Cabinet office minister David Lidington told the House of Commons that an investigation by the official receiver, which took over the running of Carillion yesterday after it entered liquidation, would look at past and present directors at the company.
Talks to save Carillion, which holds around 450 contracts for work in the public sector, were ongoing through the weekend as the business struggled under approximately £1.7bn of current liabilities.
The company’s previous chief executive, Richard Howson, stood down in July last year after Carillion issued a profits warning and laid bare the difficulties it faced in managing debt.
However, the Institute of Directors (IoD) has attacked Carillion’s governance after it emerged that the company relaxed clawback provisions in 2016 for executive bonuses.
Roger Barker, head of governance at the IoD, said: “Today’s outcome suggests that effective governance was lacking at Carillion, and we must now consider if the board and shareholders exercised appropriate oversight prior to the collapse.”

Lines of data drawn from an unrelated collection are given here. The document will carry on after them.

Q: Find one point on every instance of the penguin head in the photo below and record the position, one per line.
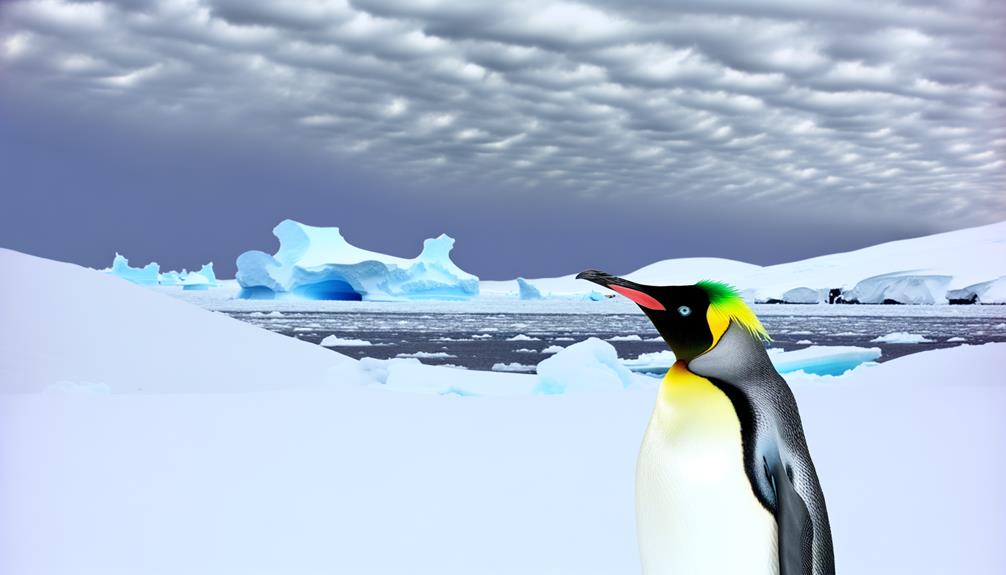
(691, 319)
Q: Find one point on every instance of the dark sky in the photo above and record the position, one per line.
(184, 135)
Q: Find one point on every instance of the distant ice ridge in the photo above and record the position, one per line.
(963, 266)
(318, 263)
(815, 360)
(150, 274)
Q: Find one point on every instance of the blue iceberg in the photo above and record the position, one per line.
(146, 275)
(318, 263)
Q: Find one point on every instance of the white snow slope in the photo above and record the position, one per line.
(224, 448)
(919, 270)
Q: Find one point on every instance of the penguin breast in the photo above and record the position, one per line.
(696, 512)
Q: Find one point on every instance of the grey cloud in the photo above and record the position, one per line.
(795, 104)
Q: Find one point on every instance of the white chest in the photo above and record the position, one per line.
(695, 510)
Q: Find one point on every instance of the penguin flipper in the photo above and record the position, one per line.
(796, 530)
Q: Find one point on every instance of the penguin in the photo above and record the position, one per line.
(724, 481)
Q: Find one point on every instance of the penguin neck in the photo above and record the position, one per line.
(689, 403)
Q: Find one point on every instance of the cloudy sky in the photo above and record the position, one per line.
(545, 136)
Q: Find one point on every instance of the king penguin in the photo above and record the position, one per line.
(724, 481)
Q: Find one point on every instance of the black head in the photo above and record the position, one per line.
(680, 313)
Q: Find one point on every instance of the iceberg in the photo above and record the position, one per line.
(591, 365)
(527, 292)
(801, 296)
(992, 292)
(899, 288)
(318, 263)
(815, 360)
(171, 277)
(146, 275)
(901, 338)
(824, 360)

He added: “There are some worrying signs. The relation of clawback conditions for executive bonuses in 2016 appears in retrospect to be highly inappropriate. It does no good to the reputation of UK business when top managers appear to benefit in spite of the collapse of the organisations that they are responsible for.
“Going forward, it may be necessary for government to consider how it can better monitor the robustness of governance at key contractors.”

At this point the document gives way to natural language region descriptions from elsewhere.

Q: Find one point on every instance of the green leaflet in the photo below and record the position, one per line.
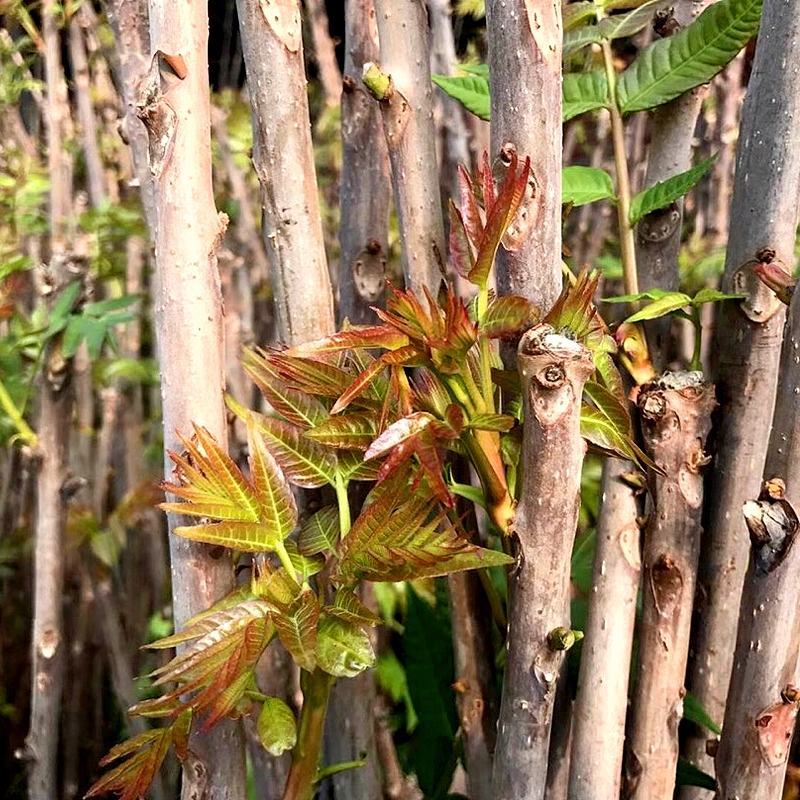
(581, 92)
(472, 91)
(668, 191)
(343, 648)
(582, 185)
(277, 728)
(693, 56)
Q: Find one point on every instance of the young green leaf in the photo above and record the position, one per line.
(296, 625)
(304, 462)
(276, 726)
(249, 515)
(320, 532)
(694, 712)
(472, 91)
(582, 185)
(693, 56)
(343, 648)
(714, 296)
(582, 92)
(346, 431)
(666, 304)
(668, 191)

David Lidington said in the Commons that business secretary, Greg Clark, has asked the official receiver to: “look not only at the conduct of the directors at the point of the company’s insolvency but also at that of any previous directors, to determine whether their actions might have caused detriment to the company’s creditors.
“That includes detriment to any employees who are owed money. The investigation will also consider whether any action by directors has caused detriment to the pension schemes.”
He appeared to confirm that the investigation would look at changes to Carillion’s clawback measures.
The Investment Association’s Public Register shows that shareholders backed Carillion’s remuneration report, with 79.9% of votes on 3 May, 2017, and 20% against.
In a short statement, the Financial Reporting Council (FRC), which regulates auditors and accountants, said it had been monitoring Carillion for “some time”.
“We have the powers to investigate the circumstance relating to the audit of Carillion as well as the actions of the relevant accounting professionals.”
The FRC said another statement would follow shortly.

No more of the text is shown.